Reporters and Tokyo Electric Power Co workers inspect the Fukushima nuclear plant on June 12, 2013. The operator of Japan's crippled Fukushima nuclear plant has given its first public estimate of the size of the leakage of radioactive tritium into the Pacific Ocean since the disaster.Pool/AFP/File
Tokyo Electric Power Co. (TEPCO) officials inspect radioactive underground reservoirs at the Fukushima Dai-Ichi nuclear power plant in Okuma, on April 13, 2013. The operator of the Fukushima nuclear plant has given its first public estimate of the size of the leakage of radioactive tritium into the Pacific Ocean since the disaster.Jiji Press/AFP/File
TOKYO (AFP) – The operator of Japan's crippled Fukushima nuclear plant has given its first public estimate of the size of the leakage of radioactive tritium into the Pacific Ocean since the disaster.
Between 20 trillion to 40 trillion becquerels of the substance is estimated to have leaked into the sea since May 2011, said Tokyo Electric Power Co (TEPCO).
It was the first such figure TEPCO has released since a massive tsunami led to the accident in March 2011, a spokesman said Sunday.
The disaster sent reactors into meltdown and forced the evacuation of tens of thousands of residents in the worst atomic accident since Chernobyl in 1986.
It was only last month that the embattled operator confirmed long-held suspicions of ocean contamination from the shattered reactors, as Japan's nuclear watchdog cast doubt on the utility's earlier claims that the toxic water was contained in the facility.
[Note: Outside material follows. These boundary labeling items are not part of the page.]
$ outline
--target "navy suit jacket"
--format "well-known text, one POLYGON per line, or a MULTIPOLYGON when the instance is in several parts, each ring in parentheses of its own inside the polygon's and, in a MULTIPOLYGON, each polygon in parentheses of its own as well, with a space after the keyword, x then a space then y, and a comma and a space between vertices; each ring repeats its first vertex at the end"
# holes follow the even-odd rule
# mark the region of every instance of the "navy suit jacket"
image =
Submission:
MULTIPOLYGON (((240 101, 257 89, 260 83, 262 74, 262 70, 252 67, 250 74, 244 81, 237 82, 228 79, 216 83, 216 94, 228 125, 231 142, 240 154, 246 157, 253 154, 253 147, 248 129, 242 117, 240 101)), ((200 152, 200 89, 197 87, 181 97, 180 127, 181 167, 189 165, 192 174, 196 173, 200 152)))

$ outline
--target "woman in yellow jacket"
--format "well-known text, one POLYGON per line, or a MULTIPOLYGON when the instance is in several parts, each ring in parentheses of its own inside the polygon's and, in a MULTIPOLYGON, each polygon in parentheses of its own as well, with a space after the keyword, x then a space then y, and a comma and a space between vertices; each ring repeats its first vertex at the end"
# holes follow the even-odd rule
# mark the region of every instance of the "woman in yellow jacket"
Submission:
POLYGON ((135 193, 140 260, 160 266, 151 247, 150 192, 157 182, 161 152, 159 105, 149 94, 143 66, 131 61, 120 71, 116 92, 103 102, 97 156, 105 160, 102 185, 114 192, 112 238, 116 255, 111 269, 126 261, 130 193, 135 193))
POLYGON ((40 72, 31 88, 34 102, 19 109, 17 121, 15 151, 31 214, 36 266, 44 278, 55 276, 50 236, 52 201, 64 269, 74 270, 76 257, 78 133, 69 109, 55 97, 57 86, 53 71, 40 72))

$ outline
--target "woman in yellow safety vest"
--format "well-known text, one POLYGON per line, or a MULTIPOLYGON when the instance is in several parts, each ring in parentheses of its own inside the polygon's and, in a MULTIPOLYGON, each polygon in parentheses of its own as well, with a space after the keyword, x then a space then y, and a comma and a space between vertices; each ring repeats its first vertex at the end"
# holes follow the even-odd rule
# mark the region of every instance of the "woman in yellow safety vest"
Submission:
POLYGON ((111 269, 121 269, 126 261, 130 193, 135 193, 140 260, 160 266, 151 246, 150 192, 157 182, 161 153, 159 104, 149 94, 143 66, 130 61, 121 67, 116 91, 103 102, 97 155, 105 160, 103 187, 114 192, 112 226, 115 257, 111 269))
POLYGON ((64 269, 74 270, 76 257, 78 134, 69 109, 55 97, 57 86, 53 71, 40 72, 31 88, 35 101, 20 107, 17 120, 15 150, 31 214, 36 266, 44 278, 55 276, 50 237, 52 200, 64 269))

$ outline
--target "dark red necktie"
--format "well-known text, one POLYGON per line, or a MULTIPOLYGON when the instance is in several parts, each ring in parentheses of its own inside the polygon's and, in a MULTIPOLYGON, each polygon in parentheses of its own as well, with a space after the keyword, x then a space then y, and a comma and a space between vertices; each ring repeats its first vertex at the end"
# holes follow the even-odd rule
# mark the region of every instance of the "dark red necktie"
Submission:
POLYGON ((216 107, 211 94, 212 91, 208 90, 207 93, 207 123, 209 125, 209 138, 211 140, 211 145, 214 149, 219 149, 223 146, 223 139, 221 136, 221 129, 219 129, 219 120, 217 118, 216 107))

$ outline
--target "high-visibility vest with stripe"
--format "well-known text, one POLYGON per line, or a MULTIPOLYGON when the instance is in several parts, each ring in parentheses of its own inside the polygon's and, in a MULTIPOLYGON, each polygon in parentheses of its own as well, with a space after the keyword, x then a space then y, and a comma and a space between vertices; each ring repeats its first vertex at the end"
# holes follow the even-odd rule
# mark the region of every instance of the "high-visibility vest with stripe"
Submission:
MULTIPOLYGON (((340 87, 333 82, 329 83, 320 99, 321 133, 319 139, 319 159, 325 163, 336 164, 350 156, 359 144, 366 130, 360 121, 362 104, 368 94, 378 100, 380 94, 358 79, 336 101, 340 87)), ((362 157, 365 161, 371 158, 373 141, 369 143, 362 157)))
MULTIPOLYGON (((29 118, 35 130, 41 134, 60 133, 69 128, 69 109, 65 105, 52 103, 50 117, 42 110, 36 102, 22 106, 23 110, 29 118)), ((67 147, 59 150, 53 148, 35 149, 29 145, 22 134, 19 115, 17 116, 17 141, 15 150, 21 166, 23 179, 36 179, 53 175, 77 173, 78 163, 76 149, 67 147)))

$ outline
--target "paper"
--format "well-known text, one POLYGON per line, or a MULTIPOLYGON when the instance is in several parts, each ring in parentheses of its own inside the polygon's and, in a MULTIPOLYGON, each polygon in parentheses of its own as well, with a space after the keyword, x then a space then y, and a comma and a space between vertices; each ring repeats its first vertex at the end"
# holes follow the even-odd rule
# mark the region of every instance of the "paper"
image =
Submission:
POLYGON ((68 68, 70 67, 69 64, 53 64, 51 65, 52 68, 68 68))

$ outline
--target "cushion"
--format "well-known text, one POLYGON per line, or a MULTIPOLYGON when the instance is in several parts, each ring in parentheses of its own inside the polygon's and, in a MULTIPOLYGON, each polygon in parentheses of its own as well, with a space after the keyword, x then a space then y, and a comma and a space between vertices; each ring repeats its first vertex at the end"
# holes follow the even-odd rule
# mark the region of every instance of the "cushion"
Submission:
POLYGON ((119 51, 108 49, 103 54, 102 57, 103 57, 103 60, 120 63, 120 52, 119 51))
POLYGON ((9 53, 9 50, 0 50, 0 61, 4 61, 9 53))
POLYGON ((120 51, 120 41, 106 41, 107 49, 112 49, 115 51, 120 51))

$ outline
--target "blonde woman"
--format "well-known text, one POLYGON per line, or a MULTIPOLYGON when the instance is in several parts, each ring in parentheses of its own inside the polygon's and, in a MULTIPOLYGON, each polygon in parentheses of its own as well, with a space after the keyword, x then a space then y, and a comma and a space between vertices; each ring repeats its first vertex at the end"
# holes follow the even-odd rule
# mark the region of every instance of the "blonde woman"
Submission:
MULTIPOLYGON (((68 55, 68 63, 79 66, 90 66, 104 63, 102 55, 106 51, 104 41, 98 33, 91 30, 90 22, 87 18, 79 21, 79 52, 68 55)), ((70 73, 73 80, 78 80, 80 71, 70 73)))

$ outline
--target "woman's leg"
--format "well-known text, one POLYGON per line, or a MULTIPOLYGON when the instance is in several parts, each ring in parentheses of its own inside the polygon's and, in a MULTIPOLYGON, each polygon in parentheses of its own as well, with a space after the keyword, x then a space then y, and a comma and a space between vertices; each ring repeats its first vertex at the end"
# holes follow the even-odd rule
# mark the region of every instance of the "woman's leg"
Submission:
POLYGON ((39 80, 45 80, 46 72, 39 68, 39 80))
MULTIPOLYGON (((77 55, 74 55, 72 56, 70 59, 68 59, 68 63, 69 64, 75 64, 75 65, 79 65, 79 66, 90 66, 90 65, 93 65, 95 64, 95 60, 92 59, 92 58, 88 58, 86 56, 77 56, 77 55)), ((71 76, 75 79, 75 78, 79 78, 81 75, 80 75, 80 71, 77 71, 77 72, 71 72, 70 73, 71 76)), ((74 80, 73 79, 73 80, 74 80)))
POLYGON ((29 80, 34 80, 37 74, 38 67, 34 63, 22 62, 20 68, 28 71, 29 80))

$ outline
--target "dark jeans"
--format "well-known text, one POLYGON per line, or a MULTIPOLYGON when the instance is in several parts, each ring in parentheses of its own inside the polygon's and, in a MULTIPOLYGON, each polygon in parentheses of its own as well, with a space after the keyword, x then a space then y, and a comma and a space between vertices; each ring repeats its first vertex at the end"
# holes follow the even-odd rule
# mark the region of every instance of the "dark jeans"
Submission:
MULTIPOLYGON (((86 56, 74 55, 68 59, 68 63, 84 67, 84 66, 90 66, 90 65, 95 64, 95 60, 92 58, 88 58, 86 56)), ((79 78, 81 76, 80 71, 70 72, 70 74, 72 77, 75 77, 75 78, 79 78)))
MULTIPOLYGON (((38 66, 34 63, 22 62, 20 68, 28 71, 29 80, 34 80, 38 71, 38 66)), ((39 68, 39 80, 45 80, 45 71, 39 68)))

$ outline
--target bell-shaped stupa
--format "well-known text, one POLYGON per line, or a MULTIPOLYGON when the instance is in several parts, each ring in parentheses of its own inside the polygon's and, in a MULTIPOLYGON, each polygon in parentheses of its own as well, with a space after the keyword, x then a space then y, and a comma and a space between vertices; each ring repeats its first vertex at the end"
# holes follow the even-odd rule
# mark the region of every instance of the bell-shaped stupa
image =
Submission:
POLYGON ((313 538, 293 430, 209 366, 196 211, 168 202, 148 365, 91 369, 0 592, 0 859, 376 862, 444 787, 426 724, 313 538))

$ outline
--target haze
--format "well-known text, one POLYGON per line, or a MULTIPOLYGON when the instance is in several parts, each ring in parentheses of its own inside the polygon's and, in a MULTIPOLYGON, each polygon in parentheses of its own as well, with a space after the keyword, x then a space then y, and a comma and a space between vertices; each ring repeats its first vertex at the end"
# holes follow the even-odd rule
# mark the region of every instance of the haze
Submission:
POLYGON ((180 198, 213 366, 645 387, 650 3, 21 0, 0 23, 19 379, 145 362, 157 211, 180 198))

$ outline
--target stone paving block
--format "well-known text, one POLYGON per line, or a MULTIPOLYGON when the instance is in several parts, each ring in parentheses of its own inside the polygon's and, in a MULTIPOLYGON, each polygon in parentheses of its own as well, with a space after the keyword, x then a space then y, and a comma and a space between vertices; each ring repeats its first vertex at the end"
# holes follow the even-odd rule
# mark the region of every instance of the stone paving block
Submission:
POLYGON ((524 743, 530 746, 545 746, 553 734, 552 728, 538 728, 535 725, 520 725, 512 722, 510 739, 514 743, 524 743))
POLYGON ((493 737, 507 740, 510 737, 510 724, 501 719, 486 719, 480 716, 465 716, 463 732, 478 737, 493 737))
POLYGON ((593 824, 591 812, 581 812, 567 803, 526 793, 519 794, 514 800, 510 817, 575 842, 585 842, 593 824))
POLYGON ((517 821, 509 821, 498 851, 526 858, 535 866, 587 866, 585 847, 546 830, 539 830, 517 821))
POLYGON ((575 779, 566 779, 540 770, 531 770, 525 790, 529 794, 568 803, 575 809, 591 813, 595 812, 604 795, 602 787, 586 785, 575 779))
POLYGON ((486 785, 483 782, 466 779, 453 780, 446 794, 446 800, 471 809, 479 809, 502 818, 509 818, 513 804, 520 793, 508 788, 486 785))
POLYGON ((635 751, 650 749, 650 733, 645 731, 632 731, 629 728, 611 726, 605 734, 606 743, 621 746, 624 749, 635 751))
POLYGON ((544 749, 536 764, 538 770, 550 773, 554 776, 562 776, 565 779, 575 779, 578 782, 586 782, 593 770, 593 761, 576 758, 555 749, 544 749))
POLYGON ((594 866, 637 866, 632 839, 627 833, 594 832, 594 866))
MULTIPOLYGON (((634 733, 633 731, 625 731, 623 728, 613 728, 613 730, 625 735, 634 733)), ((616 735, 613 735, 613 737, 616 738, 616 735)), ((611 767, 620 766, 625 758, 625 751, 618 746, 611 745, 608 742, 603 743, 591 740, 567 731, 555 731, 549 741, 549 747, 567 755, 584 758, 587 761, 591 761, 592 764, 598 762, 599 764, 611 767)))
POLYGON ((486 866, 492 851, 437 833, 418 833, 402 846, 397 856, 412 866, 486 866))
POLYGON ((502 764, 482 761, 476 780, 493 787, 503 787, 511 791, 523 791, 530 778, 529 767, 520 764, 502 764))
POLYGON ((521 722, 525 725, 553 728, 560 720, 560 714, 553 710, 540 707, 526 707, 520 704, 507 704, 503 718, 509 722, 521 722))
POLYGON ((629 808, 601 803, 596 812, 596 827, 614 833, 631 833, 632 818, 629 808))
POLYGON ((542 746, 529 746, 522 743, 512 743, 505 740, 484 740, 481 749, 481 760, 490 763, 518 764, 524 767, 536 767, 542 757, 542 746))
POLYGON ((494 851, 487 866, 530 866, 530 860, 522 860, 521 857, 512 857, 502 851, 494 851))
But TEPCO said the scale of the radioactive tritium leak, from May 2011 to July 2013, was around the level which had been allowed under safety regulations before the accident -- 22 trillion becquerels annually at the six-reactor plant.
The utility said it would also estimate the amount of cancer-causing strontium which may have leaked over the years.
The operator has also said the levels of underground water have risen as workers built shields to prevent groundwater seeping out into the ocean.
The company -- which faces huge clean-up and compensation costs -- has struggled with a massive amount of radioactive water accumulating as a result of continuing water injections to cool reactors.
A series of problems at the reactor site, including TEPCO's secretiveness, has drawn blunt criticism at home and abroad.
Foreign nuclear experts late last month blasted TEPCO's lack of transparency over radioactive leaks.
"These actions indicate that you (TEPCO) don't know what you are doing... you do not have a plan and that you are not doing all you can to protect the environment and the people," Dale Klein, former head of the US Nuclear Regulatory Commission, told a panel in Tokyo.